Мое нынешнее впечатление, признаться сказать, более приятное, чем то, которое сложилось у меня прежде, по существу оставалось таким же. Я только не сопоставлял его с моим предвзятым, отвлеченным и неверным представлением о драматическом искусстве; теперь я понимал, что это и есть драматическое искусство. Я думал, что в первый раз не получил удовольствия от игры Берма по той же причине, по какой я не получал удовольствия от встречи с Жильбертой на Елисейских полях; я шел к Жильберте, томимый слишком сильным желанием. Между двумя разочарованиями, возможно, существовало не только это сходство, но еще и другое, более глубокое.
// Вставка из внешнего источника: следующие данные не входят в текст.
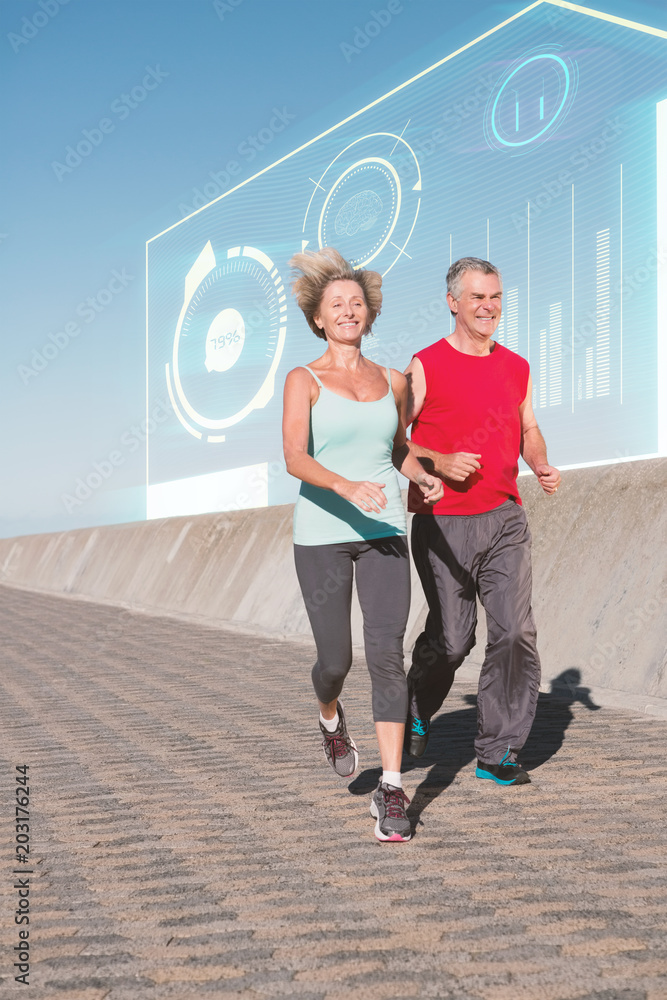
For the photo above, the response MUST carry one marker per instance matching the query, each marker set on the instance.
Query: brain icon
(359, 212)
От человека, от произведения (или от его исполнения), если только характерное выступает в них достаточно выпукло, у нас остается впечатление необычное. Мы приносим с собой понятия «красоты», «свободной манеры письма», «патетичности», и у нас может возникнуть иллюзия, что мы это открыли в банальном даровании, в правильных чертах лица, и вдруг бдительное наше сознание упирается в форму, для которой мы не можем подыскать точное определение, ибо она для нас величина неизвестная. Наше сознание слышит резкий звук, необычно вопросительную интонацию. Оно спрашивает себя: «То, что я испытываю, это хорошо? Это восторг? Это и есть колоритность, благородство, мощь?» А ему отвечает все тот же резкий голос, странно вопросительный тон, перед ним все то же навязчивое впечатление от незнакомого ему человека, впечатление вполне материальное, в котором нет свободного места для «разных толкований». Произведения действительно прекрасные, при непосредственном их восприятии, должны особенно разочаровывать нас, потому что в наборе наших представлений нет ни одного, которое соответствовало бы нашему новому впечатлению.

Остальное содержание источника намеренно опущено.